When Karen Pirie (Lauren Lyle, Outlander) lies down on the job, this detective isn’t loafing. She’s busy concentrating, attempting to not scream in frustration on the chauvinistic bosses who’ve assigned her a perplexing 25-year-old chilly case with little confidence she’ll remedy it.

They ought to know higher. Mystery followers already do, in the event that they’re accustomed to the work of prolific Scottish novelist Val McDermid, whose Tony Hill sequence impressed six seasons of Wire within the Blood. Let’s hope for related outcomes for BritBox’s Karen Pirie, that includes a scrappy up-and-comer who erupts in fury at any time when it’s prompt she solely received this case—the 1996 homicide of a barmaid that’s the topic of a nagging podcast—due to her gender.

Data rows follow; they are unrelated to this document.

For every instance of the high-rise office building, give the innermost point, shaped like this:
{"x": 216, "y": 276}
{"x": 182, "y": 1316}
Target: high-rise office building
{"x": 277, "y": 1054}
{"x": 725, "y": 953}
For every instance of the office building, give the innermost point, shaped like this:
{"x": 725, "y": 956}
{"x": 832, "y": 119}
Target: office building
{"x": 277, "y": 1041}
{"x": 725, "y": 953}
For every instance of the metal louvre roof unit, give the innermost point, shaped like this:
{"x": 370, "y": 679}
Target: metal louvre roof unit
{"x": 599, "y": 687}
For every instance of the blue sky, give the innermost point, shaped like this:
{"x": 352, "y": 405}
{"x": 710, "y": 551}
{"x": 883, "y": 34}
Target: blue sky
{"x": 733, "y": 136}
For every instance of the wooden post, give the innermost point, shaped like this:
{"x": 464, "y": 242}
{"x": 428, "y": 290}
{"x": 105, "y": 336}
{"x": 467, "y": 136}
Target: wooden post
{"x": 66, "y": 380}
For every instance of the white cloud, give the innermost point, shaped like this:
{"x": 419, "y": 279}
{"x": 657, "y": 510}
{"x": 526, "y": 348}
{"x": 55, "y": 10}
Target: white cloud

Though she’s the primary to confess, in an immediately endearing and self-deprecating apart, that it’s “not the greatest time to be called Karen.”

The prime suspects within the case, then and now, are three former faculty buds who found the physique and have been haunted by secrets and techniques ever since. They grew as much as be a surgeon, a college lecturer, and an artist, and all through the three 90-minute episodes, the story toggles between flashbacks of their terror in the course of the preliminary police interrogations and their grownup discomfort when the unsolved homicide as soon as once more turns into fodder for suspicion, placing a possible goal on their backs.

Karen’s problem is to dig into the distant previous — the primary season is predicated on McDermid’s ebook, The Distant Echo — whereas appeasing her politically minded bosses, together with a Detective Inspector who chides her for “marching into people’s lives causing chaos.” She’s additionally tiptoeing across the bruised ego of her former accomplice and generally lover (Zach Wyatt) who thought he deserved the task.

While Karen understandably has a chip on her shoulder, demanding to be taken significantly, she’s nonetheless a chipper presence, not a kind of dour and depressive inner-demon kinds that populate a lot of British and European crime drama. She could be brash and humorous, additionally stealthy and sly, and her seek for solutions on this well-plotted whodunit results in one of the crucial dramatic (bordering on melodramatic) climaxes I’ve seen since Broadchurch.